The New York State Nurses Association said its bargaining members began meeting with their counterparts at NewYork-Presbyterian late Thursday, the fourth day of the strike.

They also plan to sit down with officials at other affected hospitals, including those operated by Mount Sinai and Montefiore, on Friday, though the union said some facilities have not yet agreed to resume talks.

Each medical center is negotiating with the union independently, and not every hospital run by the three health care systems is affected by the strike.

The opposing sides haven’t met since Sunday, the day before roughly 15,000 unionized nurses walked off the job.

Hospitals have hired thousands of temporary nurses to keep emergency rooms and other facilities running.

The nurses say they’re seeking to protect their health care benefits, as well as secure contract provisions addressing staffing levels and safety against workplace violence.

Sheryl Ostroff, a Mount Sinai nurse, said nurses often bear the brunt of patients’ frustrations, and interactions can quickly become violent.

“I’ve been scratched in the face. I have been bitten in multiple places. I have been kicked in the ribs where it leaves bruises, spit on, pushed, punched, sexually assaulted — you name it,” she said at a union rally Thursday. “It’s not acceptable, and we want our hospitals to protect us. Why is that a hard ask?”

The hospitals say the unions are seeking “unrealistic” and unaffordable pay raises.

Mount Sinai says the union's proposals would raise the average annual salary of its nurses from roughly $162,000 to nearly $250,000 in three years, while Montefiore says theirs would rise to $220,000.

The union dismissed the claims as “outlandish math,” but declined to provide countering figures.

“We are committed to keep negotiating for a fair and reasonable contract that reflects our deep respect for our nurses and the critical role they play, and also recognizes the challenging realities of today’s healthcare environment,” NewYork-Presbyterian said in a statement Thursday.

Nurses’ union leaders held a rally alongside elected officials and members of other major city labor unions Thursday in front of Mount Sinai’s Morningside campus.

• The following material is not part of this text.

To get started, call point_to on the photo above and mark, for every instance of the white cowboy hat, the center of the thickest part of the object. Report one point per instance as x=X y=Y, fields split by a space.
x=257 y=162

The hospital, located near Columbia University in upper Manhattan, is among those that have not yet agreed to resume contract talks, according to the union.

Simone Way, a nurse at Mount Sinai Morningside, said she and her fellow nurses have “sounded the alarm for years” about proper staffing levels, but administrators have refused to listen.

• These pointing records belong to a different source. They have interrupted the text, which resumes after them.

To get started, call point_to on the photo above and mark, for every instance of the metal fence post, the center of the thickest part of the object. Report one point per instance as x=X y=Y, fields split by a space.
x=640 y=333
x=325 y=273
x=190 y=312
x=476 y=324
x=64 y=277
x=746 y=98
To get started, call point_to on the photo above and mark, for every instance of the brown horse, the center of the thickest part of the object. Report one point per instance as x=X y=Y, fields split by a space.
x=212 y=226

“It is incredibly hard to deliver the level of care our patients deserve,” she said at the rally. “There are limits to what good nurses can do.”

A Mount Sinai spokesperson didn’t immediately respond to an email seeking comment on the rally or the status of contract talks.

Brendan Carr, the health system’s CEO, said in a video released earlier Thursday that some unionized nurses who have opted to work instead of joining the picket line have been subjected to harassment and intimidation.

“Bullying, intimidating and threatening devalues nurses, undermines our culture, and is not consistent with our values at Mount Sinai,” he said, addressing hospital staff. “You deserve better.”

The union, which has filed a federal complaint against Mount Sinai for terminating the three nurses on the eve of the strike, dismissed the accusations as “baseless.”

The union also confirmed that its member nurses on Long Island ratified new contracts Thursday with Northwell Health, the state's largest health system.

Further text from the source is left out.